The Laughter Lens
A data-driven exploration of humor across institutional (The New Yorker) and general (Oxford) contexts.

The New Yorker, a prestigious magazine known for its witty and thought-provoking content, is on the hunt for a new editorialist. The HR director looks at you and says, "We’re looking for someone who truly understands humor, someone who can make our readers laugh, think, and come back for more." But here’s the catch: Humor is subjective. What makes one person laugh might leave another scratching their head. To prove you’re the right candidate, you’ll need to demonstrate your comedic instincts and align with the humor profile of our readers.

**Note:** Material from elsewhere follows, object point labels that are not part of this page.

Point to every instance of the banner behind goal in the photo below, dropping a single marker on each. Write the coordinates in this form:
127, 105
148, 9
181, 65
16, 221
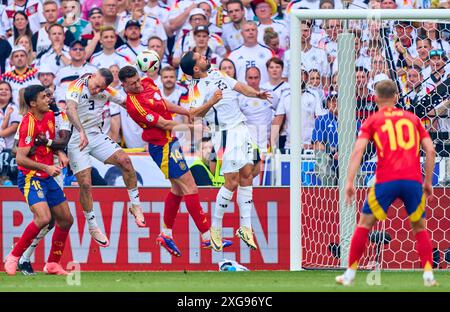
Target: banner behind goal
362, 47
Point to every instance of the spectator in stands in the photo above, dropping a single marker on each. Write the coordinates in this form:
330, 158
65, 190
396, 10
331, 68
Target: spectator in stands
40, 39
9, 116
150, 25
201, 37
71, 18
47, 77
431, 31
21, 27
436, 71
264, 10
231, 31
325, 139
157, 44
25, 41
272, 40
205, 169
312, 57
22, 74
206, 6
6, 48
227, 66
187, 41
133, 45
275, 84
110, 13
108, 56
251, 53
32, 8
57, 56
78, 67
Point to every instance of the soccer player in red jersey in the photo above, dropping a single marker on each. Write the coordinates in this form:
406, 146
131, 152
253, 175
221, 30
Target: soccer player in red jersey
398, 136
148, 109
37, 183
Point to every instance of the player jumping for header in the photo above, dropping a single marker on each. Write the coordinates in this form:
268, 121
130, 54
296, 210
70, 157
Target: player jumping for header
154, 114
229, 134
398, 136
85, 99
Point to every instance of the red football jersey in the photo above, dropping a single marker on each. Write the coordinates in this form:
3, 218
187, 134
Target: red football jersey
397, 135
145, 109
29, 128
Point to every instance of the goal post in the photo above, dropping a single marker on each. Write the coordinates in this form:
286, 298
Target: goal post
347, 122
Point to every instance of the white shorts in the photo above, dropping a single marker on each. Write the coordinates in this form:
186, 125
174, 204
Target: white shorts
238, 149
100, 146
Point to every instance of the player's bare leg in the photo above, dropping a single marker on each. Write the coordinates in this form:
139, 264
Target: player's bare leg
245, 202
123, 161
41, 217
357, 248
85, 183
171, 207
425, 251
64, 221
223, 199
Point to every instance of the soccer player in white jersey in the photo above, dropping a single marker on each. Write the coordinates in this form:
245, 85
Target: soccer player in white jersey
231, 32
251, 53
108, 56
230, 136
85, 99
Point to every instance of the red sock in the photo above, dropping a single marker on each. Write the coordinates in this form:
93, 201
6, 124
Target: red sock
357, 246
196, 212
26, 239
171, 206
58, 242
425, 249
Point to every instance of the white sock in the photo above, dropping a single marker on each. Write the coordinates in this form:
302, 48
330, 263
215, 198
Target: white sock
90, 217
223, 198
350, 274
134, 196
428, 275
30, 250
245, 202
167, 231
206, 236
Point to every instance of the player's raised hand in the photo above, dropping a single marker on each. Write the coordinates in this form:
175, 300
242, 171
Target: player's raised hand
83, 141
217, 96
264, 95
53, 171
428, 189
350, 192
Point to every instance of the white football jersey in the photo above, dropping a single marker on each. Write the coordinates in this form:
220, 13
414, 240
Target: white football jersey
259, 114
256, 56
90, 108
225, 114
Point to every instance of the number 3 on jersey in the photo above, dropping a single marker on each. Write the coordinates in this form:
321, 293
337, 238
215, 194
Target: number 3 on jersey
400, 133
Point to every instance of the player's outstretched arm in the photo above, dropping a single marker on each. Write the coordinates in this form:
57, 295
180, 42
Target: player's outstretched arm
430, 155
250, 92
202, 110
75, 120
355, 161
23, 161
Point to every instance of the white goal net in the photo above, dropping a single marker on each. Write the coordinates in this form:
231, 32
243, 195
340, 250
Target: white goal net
350, 50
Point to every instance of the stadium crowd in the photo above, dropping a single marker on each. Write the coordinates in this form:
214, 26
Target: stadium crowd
52, 42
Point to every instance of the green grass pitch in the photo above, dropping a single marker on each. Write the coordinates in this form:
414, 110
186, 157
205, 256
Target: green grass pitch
257, 281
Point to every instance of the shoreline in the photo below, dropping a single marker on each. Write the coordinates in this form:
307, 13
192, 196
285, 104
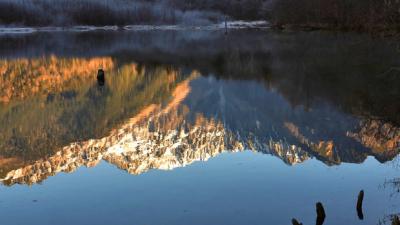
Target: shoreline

Fortunately, the amazing ADArticho team thoroughly analyzed the New Yorker Caption Contest dataset and the Oxford Humor in Context dataset to uncover what makes a joke funny, how humor evolves over time, and which themes resonate most with readers. Now, it's time to leverage these insights and test your comedic prowess.
But before diving into the data and quizzes, let's understand the New Yorker and Oxford datasets a bit more. Feel free to explore the details of our datasets on the Datasets Page! From this, our team started with three major questions about humor:
What aspects of their lives do people denounce or joke about most often? Which themes and types of humor recur most frequently in humorous captions?
Do the successful captions in the New Yorker dataset exhibit cultural or thematic biases that differ from those in the Oxford dataset?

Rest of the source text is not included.